One thing that struck me about teaching in England is that there seemed to be a constant pressure to move quickly, to get onto the next topic asap. I wasn't sure why - in primary it's not really important to cover a ton of science topics, or do loads of history. It's more important that you ensure kids leave primary with all the basic maths and english skills they need for secondary and for life in general. I felt in Ireland there was much more emphasis on repetition and consolidation rather than barrelling through loads of content at top speed.

I completely agree with this-it’s always a total rush to move onto the next thing.

There is a huge focus on English on pointless spag as well. Fronted adverbials and expanded noun phrases for example. I think it was Michael Gove who wanted our children to have what he felt was a perfect 1950s grammar school education, but having parents who attended grammar school in the 1950 and who ended up doing some of my kids’ homework with them, they said it was utter bollocks (my dad’s description) and not phrases they were ever taught/needed to know or have ever used! Yes, they did lots of work on identifying (parsing) types of words in sentences but this feels like made up terminology for the sake of it. With year twos, doing expanded noun phrases ultimately felt like you were telling them to describe something using lots of adjectives which was totally confusing!

I want children to leave primary with a love of learning and books and as the current curriculum stands, we are boring the pants off the kids with mechanics and there’s not enough focus on simple enjoyment of stories.

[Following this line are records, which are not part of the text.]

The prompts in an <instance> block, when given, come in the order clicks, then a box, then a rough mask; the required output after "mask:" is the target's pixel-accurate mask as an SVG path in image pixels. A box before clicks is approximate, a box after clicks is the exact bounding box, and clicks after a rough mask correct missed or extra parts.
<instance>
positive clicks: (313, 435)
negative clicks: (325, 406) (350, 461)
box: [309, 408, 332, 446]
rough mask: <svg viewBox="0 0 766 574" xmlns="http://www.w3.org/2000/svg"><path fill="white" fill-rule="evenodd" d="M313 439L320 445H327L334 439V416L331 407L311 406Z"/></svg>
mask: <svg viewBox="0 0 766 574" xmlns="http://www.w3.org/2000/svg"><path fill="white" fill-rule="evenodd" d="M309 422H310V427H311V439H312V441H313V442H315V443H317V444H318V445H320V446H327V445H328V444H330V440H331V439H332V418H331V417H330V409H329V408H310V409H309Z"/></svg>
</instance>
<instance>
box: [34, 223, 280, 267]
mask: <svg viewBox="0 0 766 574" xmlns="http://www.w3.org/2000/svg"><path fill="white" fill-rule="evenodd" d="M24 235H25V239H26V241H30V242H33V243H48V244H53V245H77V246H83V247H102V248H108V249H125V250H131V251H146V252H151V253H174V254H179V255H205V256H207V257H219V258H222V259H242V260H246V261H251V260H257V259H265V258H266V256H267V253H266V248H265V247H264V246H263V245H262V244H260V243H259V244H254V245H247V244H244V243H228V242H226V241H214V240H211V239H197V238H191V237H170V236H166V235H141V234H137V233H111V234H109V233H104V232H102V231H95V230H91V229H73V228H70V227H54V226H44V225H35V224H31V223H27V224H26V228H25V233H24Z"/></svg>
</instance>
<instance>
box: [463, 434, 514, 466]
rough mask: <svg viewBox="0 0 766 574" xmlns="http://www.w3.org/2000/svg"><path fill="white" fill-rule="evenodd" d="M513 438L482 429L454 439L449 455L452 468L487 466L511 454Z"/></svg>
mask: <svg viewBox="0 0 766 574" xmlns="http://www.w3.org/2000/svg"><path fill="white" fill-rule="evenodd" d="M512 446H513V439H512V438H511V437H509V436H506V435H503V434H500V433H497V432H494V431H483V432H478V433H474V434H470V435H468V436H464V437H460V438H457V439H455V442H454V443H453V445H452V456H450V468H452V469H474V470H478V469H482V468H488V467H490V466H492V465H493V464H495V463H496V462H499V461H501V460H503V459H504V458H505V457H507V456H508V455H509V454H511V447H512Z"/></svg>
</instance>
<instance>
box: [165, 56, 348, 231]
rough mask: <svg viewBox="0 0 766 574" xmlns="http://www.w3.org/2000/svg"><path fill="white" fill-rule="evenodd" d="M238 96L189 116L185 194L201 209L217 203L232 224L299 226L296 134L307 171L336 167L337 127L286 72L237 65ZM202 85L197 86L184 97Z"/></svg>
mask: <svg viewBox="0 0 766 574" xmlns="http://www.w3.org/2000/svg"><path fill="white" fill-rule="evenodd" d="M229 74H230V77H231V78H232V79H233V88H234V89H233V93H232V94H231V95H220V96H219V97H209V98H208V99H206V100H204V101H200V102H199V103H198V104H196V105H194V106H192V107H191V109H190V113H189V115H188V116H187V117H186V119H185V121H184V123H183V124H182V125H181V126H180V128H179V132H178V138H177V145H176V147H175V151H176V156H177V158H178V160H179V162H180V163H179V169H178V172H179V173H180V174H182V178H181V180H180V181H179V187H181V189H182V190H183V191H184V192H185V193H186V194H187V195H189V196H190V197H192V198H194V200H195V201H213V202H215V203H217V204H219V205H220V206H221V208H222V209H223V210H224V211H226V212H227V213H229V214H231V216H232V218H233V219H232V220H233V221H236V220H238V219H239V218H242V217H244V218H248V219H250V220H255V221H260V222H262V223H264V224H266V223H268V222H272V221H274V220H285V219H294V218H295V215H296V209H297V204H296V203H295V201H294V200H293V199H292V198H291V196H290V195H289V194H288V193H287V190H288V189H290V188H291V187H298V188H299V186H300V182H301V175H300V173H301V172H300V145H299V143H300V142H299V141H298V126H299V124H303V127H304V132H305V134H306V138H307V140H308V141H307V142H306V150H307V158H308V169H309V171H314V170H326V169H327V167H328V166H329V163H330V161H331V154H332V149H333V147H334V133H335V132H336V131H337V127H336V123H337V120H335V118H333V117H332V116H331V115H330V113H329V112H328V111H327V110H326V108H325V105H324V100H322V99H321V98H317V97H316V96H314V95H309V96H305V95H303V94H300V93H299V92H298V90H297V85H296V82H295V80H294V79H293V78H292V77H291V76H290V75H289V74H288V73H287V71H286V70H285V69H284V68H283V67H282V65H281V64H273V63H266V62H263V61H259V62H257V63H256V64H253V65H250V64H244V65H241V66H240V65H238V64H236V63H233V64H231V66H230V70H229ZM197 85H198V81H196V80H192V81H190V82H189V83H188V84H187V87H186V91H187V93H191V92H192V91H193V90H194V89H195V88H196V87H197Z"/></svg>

Piggywaspushed · 03/05/2024 13:57

BallaiLuimni · 03/05/2024 11:39

One thing that struck me about teaching in England is that there seemed to be a constant pressure to move quickly, to get onto the next topic asap. I wasn't sure why - in primary it's not really important to cover a ton of science topics, or do loads of history. It's more important that you ensure kids leave primary with all the basic maths and english skills they need for secondary and for life in general. I felt in Ireland there was much more emphasis on repetition and consolidation rather than barrelling through loads of content at top speed.

Totally -and this content content content (aka 'knowledge') mindset persists at GCSE.

BallaiLuimni · 03/05/2024 14:01

Piggywaspushed · 03/05/2024 13:57

Totally -and this content content content (aka 'knowledge') mindset persists at GCSE.

Incidentally I'd say the same is true for secondary schools in Ireland. Irish teens do the Junior Cert when they're 16ish and they have to cover and remember a lot of content. I'm not sure really what the benefit is - stuffing loads of facts into your head isn't very useful. If you held a gun to my head I probably couldn't remember one historical fact from my junior cert (or leaving cert - A level equivalent - for that matter!)